The Thistle Chapel is one of the parts of Saint Giles I would be most excited about seeing. The Order of the Thistle is a society made up of 16 knights and ladies and has its roots in the crusade times but the last induction into the Order was in 2012! The Thistle Chapel has stalls for the 16 knights and is known to be “uniquely Scottish” with art work that shows angels playing bagpipes! The Burns Window is also known as a must see in the Giles’ Cathedral, created in 1985 as the focal point of the stained glass work. According to scared-destinations.com, the bottom section, which is green, is meant to depict the natural world, the middle shows many human figures as a symbol of humanity and the top is known as a “sunburst of Love.”

Sierra Henderson

London

imageOne place I have always wanted to visit is the Tower of London. I have had friends that have visited who have said it was one of the highlights of their trips and I have watched a few documentaries about this historic spot. It is located near the River Thames in Central London and has served many purposes since it was built in 1078. Its been a palace, a prison for well known arrests, a zoo, a mint, and to this day, is the holding place of the Crown Jewels. There is also a really interesting display of armor called the “Line of Kings” that includes styles of armor from 300 years ago to today. The iconic beefeaters, or Yeoman Warders have been guarding these displays and the rest of the tower for the past 500 years.

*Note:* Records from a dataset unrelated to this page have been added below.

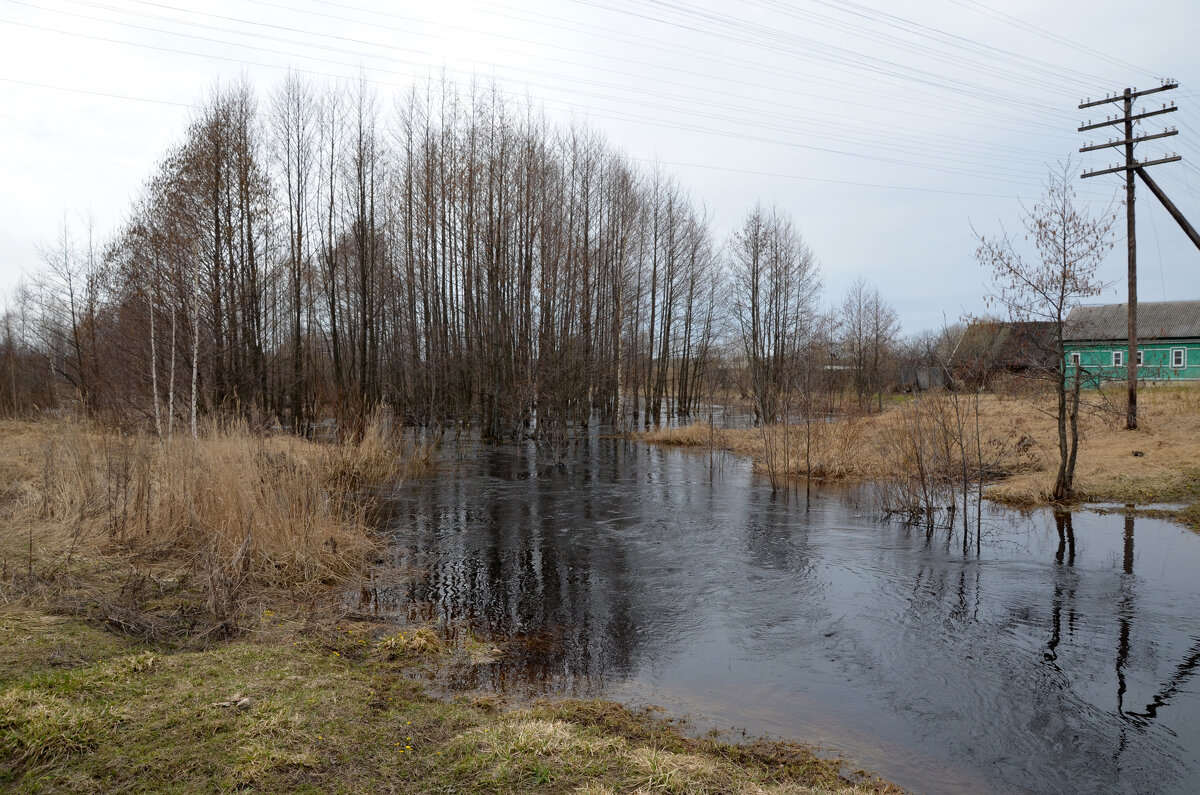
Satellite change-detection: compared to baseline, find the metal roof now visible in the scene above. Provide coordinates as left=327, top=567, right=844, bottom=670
left=1063, top=301, right=1200, bottom=342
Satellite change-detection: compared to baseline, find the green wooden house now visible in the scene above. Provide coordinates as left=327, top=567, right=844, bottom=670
left=1063, top=301, right=1200, bottom=382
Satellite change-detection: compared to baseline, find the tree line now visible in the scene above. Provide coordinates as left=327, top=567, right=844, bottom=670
left=0, top=73, right=899, bottom=438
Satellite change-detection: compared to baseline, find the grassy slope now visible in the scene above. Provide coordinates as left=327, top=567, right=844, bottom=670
left=0, top=606, right=895, bottom=794
left=0, top=423, right=896, bottom=794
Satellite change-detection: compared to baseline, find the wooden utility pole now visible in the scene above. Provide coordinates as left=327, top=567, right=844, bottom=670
left=1079, top=80, right=1181, bottom=431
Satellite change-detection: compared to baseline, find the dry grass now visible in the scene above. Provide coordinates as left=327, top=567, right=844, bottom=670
left=0, top=420, right=431, bottom=628
left=641, top=384, right=1200, bottom=516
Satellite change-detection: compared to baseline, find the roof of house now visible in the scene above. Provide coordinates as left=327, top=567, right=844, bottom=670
left=1063, top=301, right=1200, bottom=342
left=950, top=321, right=1054, bottom=369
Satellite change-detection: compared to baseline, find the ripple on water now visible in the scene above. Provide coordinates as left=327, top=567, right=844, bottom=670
left=383, top=440, right=1200, bottom=793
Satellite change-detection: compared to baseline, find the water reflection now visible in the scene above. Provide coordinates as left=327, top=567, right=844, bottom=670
left=371, top=437, right=1200, bottom=793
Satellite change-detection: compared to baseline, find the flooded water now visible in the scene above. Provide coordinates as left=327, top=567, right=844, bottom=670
left=371, top=438, right=1200, bottom=793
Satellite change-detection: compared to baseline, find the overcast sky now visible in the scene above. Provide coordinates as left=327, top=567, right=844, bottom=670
left=0, top=0, right=1200, bottom=333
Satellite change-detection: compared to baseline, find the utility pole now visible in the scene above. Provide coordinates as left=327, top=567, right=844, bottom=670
left=1079, top=80, right=1182, bottom=431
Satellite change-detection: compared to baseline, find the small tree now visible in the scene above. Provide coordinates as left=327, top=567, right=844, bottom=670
left=976, top=161, right=1115, bottom=500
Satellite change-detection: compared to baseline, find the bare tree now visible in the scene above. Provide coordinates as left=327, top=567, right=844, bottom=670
left=976, top=162, right=1115, bottom=500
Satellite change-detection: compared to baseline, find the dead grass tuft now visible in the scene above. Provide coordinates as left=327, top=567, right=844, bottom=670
left=640, top=384, right=1200, bottom=516
left=0, top=418, right=432, bottom=640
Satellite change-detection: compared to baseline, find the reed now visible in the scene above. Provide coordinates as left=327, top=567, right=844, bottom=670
left=0, top=418, right=433, bottom=620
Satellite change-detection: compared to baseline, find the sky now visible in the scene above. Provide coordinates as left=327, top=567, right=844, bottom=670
left=0, top=0, right=1200, bottom=334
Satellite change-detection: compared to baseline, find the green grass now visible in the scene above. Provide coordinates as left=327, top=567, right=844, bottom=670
left=0, top=609, right=895, bottom=793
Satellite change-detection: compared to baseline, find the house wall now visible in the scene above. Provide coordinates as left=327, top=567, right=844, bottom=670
left=1064, top=339, right=1200, bottom=381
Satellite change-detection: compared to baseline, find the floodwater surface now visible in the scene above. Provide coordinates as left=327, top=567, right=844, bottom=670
left=371, top=438, right=1200, bottom=793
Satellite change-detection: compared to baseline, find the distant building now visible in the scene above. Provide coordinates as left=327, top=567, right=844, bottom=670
left=1063, top=301, right=1200, bottom=381
left=950, top=321, right=1057, bottom=384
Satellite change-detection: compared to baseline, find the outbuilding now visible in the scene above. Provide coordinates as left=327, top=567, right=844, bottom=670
left=1063, top=300, right=1200, bottom=381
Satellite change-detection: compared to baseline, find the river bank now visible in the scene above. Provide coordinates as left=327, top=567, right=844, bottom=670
left=0, top=422, right=898, bottom=794
left=638, top=385, right=1200, bottom=528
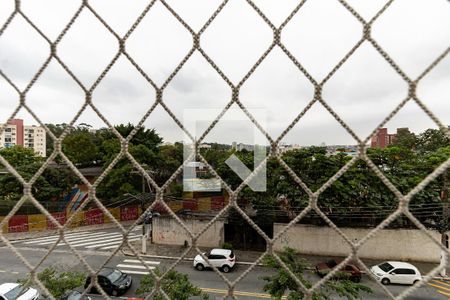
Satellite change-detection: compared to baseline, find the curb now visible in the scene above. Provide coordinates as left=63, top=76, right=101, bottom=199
left=122, top=250, right=263, bottom=266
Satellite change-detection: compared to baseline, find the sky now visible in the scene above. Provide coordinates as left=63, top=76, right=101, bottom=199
left=0, top=0, right=450, bottom=146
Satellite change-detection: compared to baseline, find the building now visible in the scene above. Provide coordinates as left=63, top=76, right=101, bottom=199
left=370, top=127, right=409, bottom=148
left=0, top=119, right=47, bottom=157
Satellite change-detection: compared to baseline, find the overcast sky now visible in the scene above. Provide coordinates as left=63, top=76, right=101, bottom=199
left=0, top=0, right=450, bottom=145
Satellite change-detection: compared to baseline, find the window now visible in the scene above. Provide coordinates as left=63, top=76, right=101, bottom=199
left=107, top=269, right=122, bottom=282
left=394, top=269, right=416, bottom=275
left=378, top=262, right=394, bottom=272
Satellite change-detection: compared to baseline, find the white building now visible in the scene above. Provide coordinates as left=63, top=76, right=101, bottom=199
left=23, top=125, right=47, bottom=157
left=0, top=119, right=47, bottom=157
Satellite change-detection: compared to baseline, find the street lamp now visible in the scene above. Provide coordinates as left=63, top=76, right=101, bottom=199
left=124, top=193, right=160, bottom=254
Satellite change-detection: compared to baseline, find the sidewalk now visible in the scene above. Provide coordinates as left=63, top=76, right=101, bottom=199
left=122, top=241, right=450, bottom=281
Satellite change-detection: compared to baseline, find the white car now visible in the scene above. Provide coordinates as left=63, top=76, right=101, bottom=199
left=194, top=249, right=236, bottom=273
left=370, top=261, right=422, bottom=285
left=0, top=283, right=39, bottom=300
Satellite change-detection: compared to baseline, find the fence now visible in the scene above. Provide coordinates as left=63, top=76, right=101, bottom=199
left=0, top=0, right=450, bottom=299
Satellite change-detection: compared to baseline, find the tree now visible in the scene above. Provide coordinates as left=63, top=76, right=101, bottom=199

One of the most interesting (and morbid) things about the Tower of London would be all of the executions and beheadings that have happened there in the past 900 years. While there were twenty-two very interesting executions that happened here, two of the most well known were Queen Anne Boleyn and Catherine Howard, the second and fifth wives of King Henry VIII. Both were beheaded for accusations of adultery, although only Catherine’s treason was proven. Other famous people executed here include Sir Thomas Moore, Guy Fawkes, and Sir Walter Raleigh. I think it would be so interesting to walk the halls of a place that has been so ingrained with English history and culture!